There are signs that the evidence for mHealth devices is coming. The National Cancer Institute recently declared that mobile health tools represent a potential "revolution" in health assessment and monitoring. The institute is now awarding Small Business Innovation Research grants for projects to validate "promising but insufficiently tested" mobile health technologies for cancer.

Mayo's connection

Mayo Clinic has staked out an ambitious position in mobile health technology. Last week, the Rochester-based national health care provider awarded its first round of $50,000 "Think Big" grants funding mHealth health tools. Mayo announced a mobile health collaboration with Apple last year.

"We expect that use of these mobile tools will grow to become the largest share of interactions between health seekers and their care teams," said Dr. Steve Ommen, medical director of Mayo Clinic's Center for Connected Care. "These tools can empower patients … but will require new support and analysis models before this potential is ultimately realized."

Evidence-based medicine moves at a much different pace than most mobile technology, however.

The ongoing federally funded trial of pulmonary rehabilitation at Mayo will take at least 18 months to gather the data on the clinical effectiveness of the mHealth system designed by Novu and Minnesota HealthSolutions Corp. And as with every controlled trial, the work may end up proving the efficacy of traditional methods over the mHealth version.

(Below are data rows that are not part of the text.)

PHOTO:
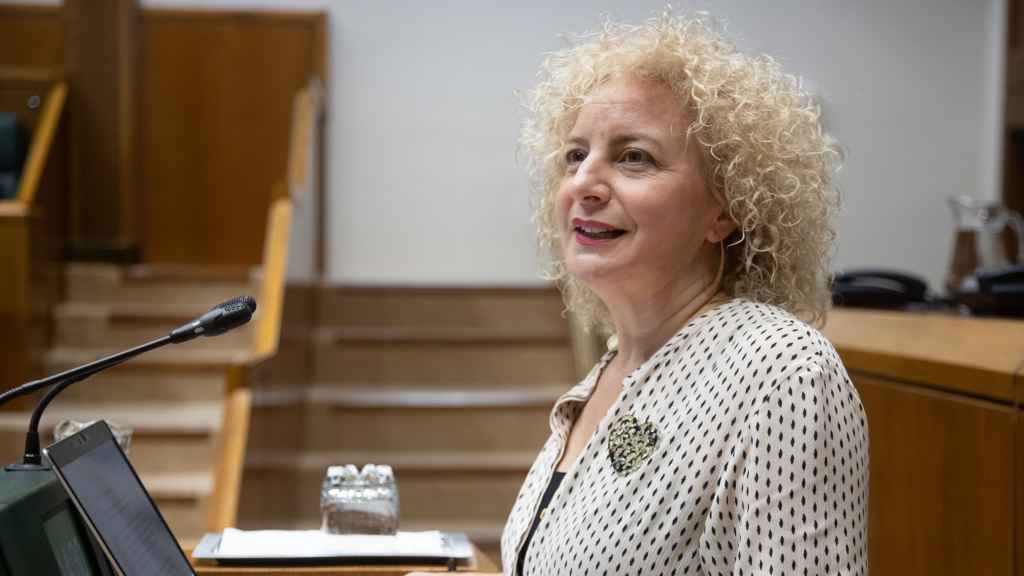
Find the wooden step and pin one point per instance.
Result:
(180, 497)
(524, 363)
(540, 309)
(123, 325)
(122, 384)
(187, 372)
(165, 439)
(174, 359)
(184, 285)
(401, 420)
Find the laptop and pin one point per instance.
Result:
(115, 505)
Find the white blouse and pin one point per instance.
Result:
(740, 447)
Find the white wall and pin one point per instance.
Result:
(423, 182)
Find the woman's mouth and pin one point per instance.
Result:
(598, 234)
(591, 233)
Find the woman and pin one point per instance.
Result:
(687, 191)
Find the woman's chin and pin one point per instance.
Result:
(592, 270)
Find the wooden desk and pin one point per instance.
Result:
(480, 564)
(943, 397)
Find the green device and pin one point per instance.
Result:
(41, 532)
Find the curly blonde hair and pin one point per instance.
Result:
(766, 157)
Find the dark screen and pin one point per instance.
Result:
(122, 512)
(66, 541)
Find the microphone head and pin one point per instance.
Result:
(245, 299)
(220, 319)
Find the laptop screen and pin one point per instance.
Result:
(100, 480)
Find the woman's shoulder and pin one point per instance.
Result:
(767, 337)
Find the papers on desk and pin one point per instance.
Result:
(306, 545)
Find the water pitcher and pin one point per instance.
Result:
(988, 235)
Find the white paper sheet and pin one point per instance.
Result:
(313, 543)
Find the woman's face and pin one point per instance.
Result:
(634, 211)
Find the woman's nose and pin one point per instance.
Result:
(589, 183)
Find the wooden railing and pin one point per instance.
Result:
(266, 336)
(32, 232)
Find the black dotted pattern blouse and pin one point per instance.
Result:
(755, 461)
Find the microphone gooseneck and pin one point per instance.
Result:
(220, 319)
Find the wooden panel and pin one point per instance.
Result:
(31, 37)
(100, 48)
(15, 311)
(941, 482)
(1020, 492)
(977, 357)
(217, 92)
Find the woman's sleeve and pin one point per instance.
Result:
(801, 482)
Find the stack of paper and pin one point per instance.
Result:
(299, 544)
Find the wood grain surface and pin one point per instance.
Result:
(217, 90)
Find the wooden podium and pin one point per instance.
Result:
(480, 564)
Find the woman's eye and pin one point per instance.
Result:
(574, 156)
(634, 156)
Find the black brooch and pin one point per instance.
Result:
(631, 444)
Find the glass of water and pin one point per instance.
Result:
(354, 501)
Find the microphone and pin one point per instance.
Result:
(220, 319)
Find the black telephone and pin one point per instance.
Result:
(878, 289)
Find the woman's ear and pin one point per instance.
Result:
(721, 228)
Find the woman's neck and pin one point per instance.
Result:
(642, 325)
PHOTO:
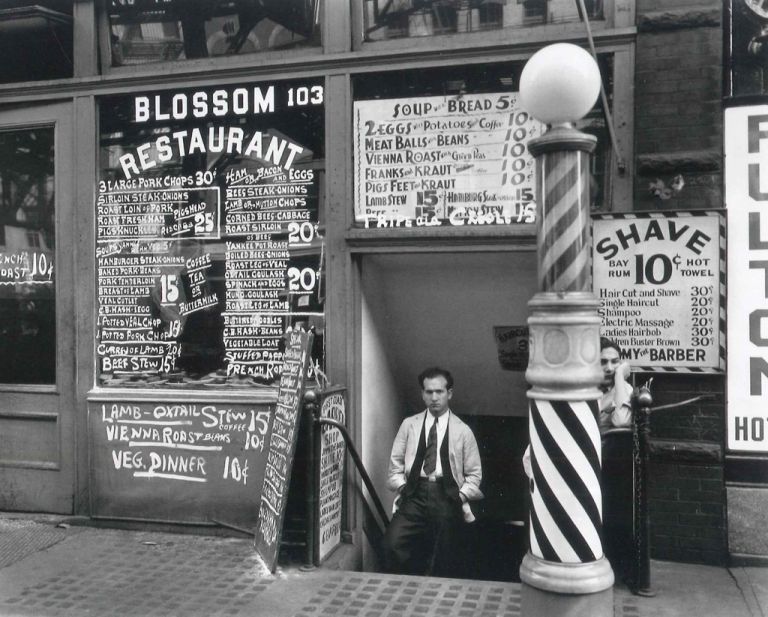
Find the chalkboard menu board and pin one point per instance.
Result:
(282, 445)
(178, 461)
(209, 233)
(331, 473)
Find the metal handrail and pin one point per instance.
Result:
(360, 466)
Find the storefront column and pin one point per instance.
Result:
(565, 571)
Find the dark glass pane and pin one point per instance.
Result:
(209, 222)
(27, 268)
(145, 31)
(748, 61)
(416, 18)
(35, 40)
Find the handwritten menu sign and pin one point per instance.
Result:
(26, 267)
(331, 473)
(182, 461)
(657, 276)
(443, 160)
(282, 445)
(208, 246)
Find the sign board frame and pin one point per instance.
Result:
(660, 277)
(444, 160)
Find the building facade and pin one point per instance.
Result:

But those involved say subjecting their ideas to the risk of failure is necessary to gain the data to convince doctors, insurers and the public to trust mHealth-enhanced therapies the way they do drugs or traditional devices.

"For the industry to move forward, you need to have more of these clinical trials," said Ali Shirvani-Mahdavi, executive vice president with Novu. "I hope we are going in this direction, because it would make everybody look better, much more robust."